“I’ve Been Waiting Over a Month for My Pages to Get Crawled. What Should I Do?”

Are your pages not being crawled or indexed? A Googler suggests a few possibilities.
SIA Team
September 15, 2021

Before I get into this topic, I think I should make a distinction: there’s a difference between crawling and indexing. A page that’s crawled may not necessarily be indexed. That is, Google may come to a web page and crawl it, but that web page may not be indexed in Google’s search results.

All indexed pages have been crawled. 

With that, let’s dive in.

Google routinely holds Q&A sessions where a Google representative, usually John Mueller (Search Advocate). John answers questions that webmasters, business owners, and SEO professionals may have pertaining to Google search and website performance.

“I’ve been waiting for my pages to get crawled for more than one month. I’ve tried to improve my overall pages outside of those non-crawled pages. What would your advice be to improve crawling on a website?” 

Crawl Budget

John replied, “It’s really hard to say without knowing the website itself. Usually, this is something that falls roughly into the category of crawl budget.” 

Crawl budget is based on the idea that the number of pages on the Internet is practically limitless–so large a number that Google can’t possibly index all of them. 

So, Google has to limit what it crawls, and for each website, particularly large websites (for example, over 1,000,000 pages), Google might not crawl as many pages as the website owner would prefer. 

The article, What Crawl Budget Means for Googlebot, and the guide, Large Site Owner’s Guide to Managing Your Crawl Budget, are 2 resources you can refer to learn more about crawl budget. 

Crawl Capacity: One Part of Crawl Budget 

Getting into aspects of crawl budget, John continued, “…essentially, there are two sides that are always at play there.
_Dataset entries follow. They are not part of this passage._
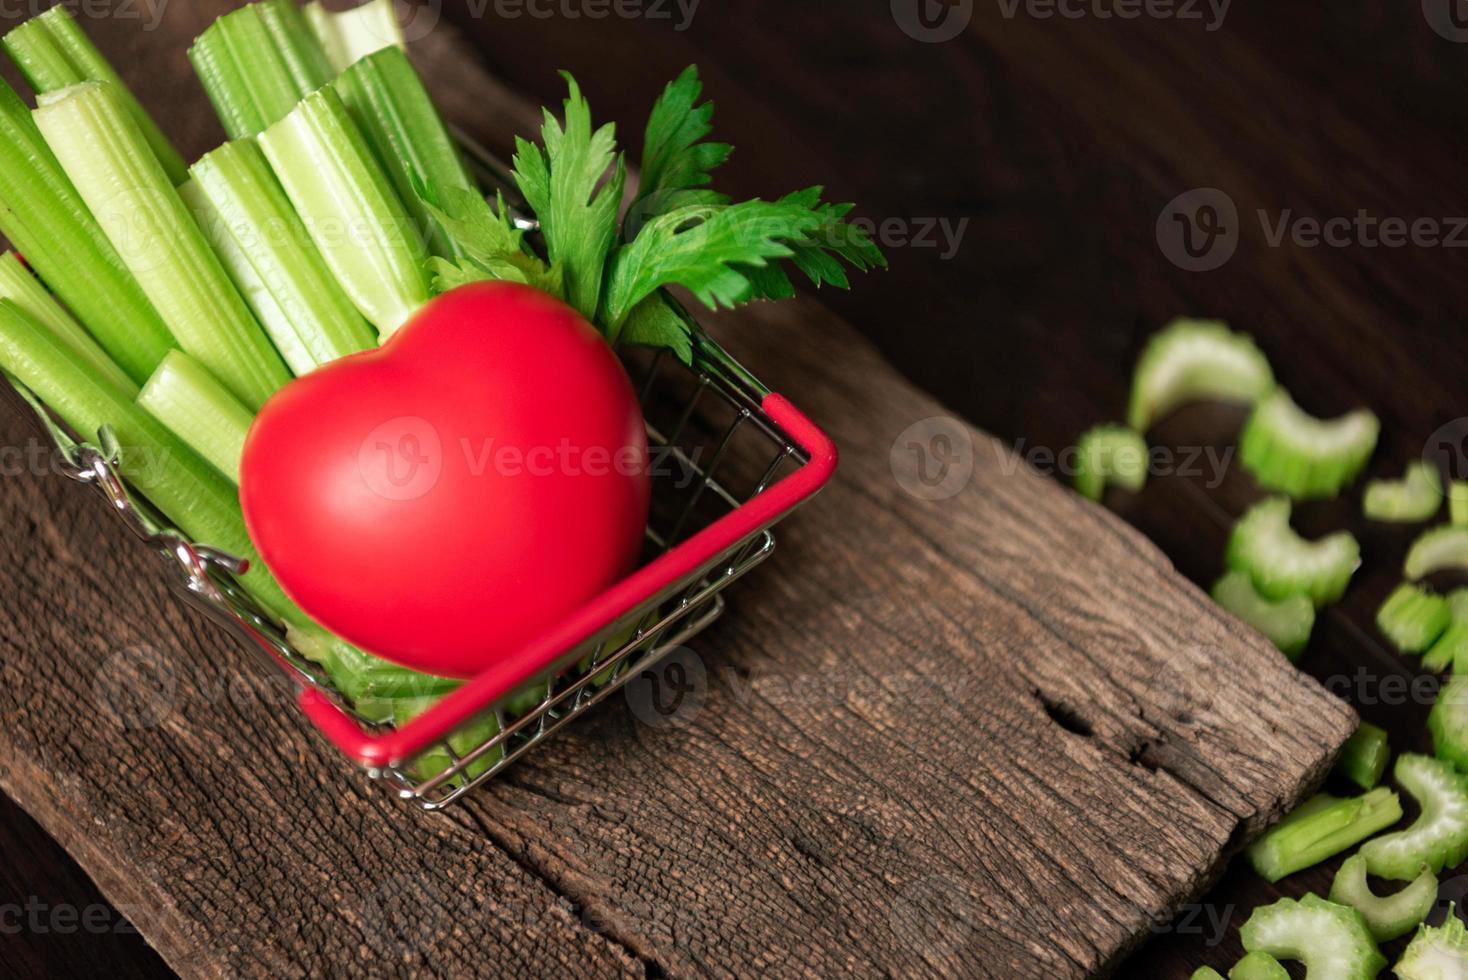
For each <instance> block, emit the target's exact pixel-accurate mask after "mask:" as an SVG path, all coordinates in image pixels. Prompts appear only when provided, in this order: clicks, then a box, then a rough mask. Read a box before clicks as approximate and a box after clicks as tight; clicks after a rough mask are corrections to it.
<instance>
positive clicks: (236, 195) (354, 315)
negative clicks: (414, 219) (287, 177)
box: [183, 139, 377, 376]
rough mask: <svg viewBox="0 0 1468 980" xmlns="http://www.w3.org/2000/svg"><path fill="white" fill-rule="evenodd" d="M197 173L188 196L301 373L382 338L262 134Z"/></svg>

On the one hand, [there’s] the capacity for crawling, like how much can Google crawl. If this is a very small website, then probably, we can crawl everything.”

Crawl Demand: The Second Part of Crawl Budget

About crawl demand, John said, “…and then there’s a crawl demand: how much does Google want to crawl, and the crawl demand is something that you can help us with. [You can use] things like internal linking to let us know about your relatively importance of pages.”

Also, Google has a way of determining which pages of your site may be the most important. On this, John said that it’s “something that we can pick up over time by recognizing, ‘Well there’s a lot of really good and important content here, so we should perhaps be investing more time and more crawling here.’”

Can You Be Creating Too Many Pages?

John brought up something that was interesting: “If you’re looking at a bunch of pages that you’ve created and they’re just not being indexed, my hunch is that maybe you’re creating too many pages, and you should be focusing on fewer pages and making sure that they’re better first, and then at some point, when you realize that the pages that you create…actually get indexed fairly quickly, then go off and create more pages. So first, improve the quality and then as a second step, go off and kind of like grow your website step-by-step.” 

Another Thing to Keep In Mind

It’s obvious, but can easily be overlooked: be sure that you’ve allowed search bots to crawl your page.

In WordPress, with some plugins, there’s an option to not allow bots to crawl individual pages/posts. This option can be good while one is drafting a post, so that if somehow, the post gets published before it’s ready, it doesn’t get crawled.

However, I’m sure some have made this mistake: their post looks great, is ready to go, and they click Publish. But…they’ve forgotten to uncheck the box that disallows search bots, so if Google comes to that page, it won’t crawl or index it.

In conclusion, if you find that your pages aren’t being crawled, focus on quality content, use internal linking to link to your important pages (that haven’t been crawled), and ensure that there are no technical obstacles in the way of Googlebot (such as a noindex).